Before Woodstock, from 1967 to 1969 there were small-scale, noncommercial musical festivals in the woods called Sound Outs that helped the promoter Michael Lang come up with the idea of the Woodstock Festival. (The main observances of the anniversary are in Bethel, but Woodstock’s version of Woodstock at 40 is a concert on Saturday billed as a celebration of the Sound Outs. Performers will even include Mr. Esposito and the reunited Blues Magoos.)

Every group from the 60s, it seems, is reuniting. Can't seem to let go, and, often, the money is too good.

One sign of that is Alchemy of Woodstock, billed as a combination coffeehouse, bookstore, music venue, art gallery and gathering space, and remarkably, one of the only places to hear live music in a town full of famous musicians. And, some say, one positive byproduct of the recession has been to drive down housing costs, keeping the town affordable to artsy types and pulling the plug on much of the boutique Hamptons North dynamic.

Yes, Hamptons dynamic: a good way to put it. I'll have to see just how many boutiques get shut down; they were sprouting as mushrooms do in the nearby woods.

But others say, creative or not, Woodstock remains doggedly stuck in time. There’s virtually no construction in the main part of town that wasn’t there in 1969, the Woodstock T-shirt/nostalgia industry is an economic staple and the economy is now dominated by the second-home owners.

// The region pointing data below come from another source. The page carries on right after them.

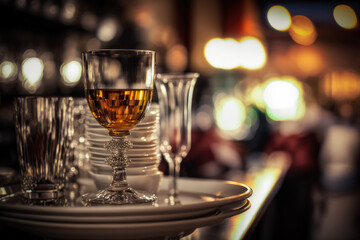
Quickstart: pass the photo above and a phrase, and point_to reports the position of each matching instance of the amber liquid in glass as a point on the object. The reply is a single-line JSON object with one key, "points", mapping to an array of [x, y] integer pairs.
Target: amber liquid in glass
{"points": [[119, 110]]}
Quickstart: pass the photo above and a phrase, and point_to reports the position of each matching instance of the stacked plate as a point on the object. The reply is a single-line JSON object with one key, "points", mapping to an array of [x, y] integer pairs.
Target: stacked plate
{"points": [[144, 156], [204, 202]]}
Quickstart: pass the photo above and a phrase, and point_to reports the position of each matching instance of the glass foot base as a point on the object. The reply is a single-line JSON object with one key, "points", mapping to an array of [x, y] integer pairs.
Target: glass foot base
{"points": [[121, 197]]}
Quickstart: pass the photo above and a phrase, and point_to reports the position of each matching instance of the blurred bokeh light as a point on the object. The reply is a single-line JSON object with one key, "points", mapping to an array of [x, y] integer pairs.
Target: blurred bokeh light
{"points": [[283, 99], [8, 71], [345, 16], [252, 53], [71, 72], [32, 70], [302, 30], [279, 18]]}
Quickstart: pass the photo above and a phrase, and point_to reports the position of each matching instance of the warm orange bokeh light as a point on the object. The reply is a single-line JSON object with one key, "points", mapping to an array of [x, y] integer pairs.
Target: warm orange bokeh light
{"points": [[343, 85], [302, 30], [279, 18], [345, 16]]}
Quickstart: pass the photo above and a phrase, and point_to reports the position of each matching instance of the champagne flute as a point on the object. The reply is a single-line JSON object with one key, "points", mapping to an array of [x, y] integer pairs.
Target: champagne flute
{"points": [[119, 89], [175, 92]]}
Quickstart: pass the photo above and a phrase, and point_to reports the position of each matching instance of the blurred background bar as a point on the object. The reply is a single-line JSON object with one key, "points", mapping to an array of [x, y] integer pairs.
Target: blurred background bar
{"points": [[274, 76]]}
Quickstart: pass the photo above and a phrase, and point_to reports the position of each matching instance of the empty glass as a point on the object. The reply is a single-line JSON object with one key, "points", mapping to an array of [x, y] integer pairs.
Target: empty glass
{"points": [[175, 93], [43, 130]]}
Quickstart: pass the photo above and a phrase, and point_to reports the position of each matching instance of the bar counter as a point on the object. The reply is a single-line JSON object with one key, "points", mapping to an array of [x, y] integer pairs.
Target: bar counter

Construction? Any time anyone moves too quickly, protests spring up, and environmental impact statements are demanded.

“For young people the only career paths are law enforcement or lawn care,” said Peter Cantine, an owner of the Bear Cafe, a popular restaurant.

There is also construction, repair, and so on; be or work for a contractor.

Still, you don’t get the feeling anyone’s too bummed by it. Even the young people hanging out downtown with skateboards and iPods and rap pouring out of car windows seem to think whatever Woodstock is, it’s just fine.

“It’s all New Age hippies now,” said Nicole Krieger, 20, who sells hemp jewelry in town. “It’s still really cool.”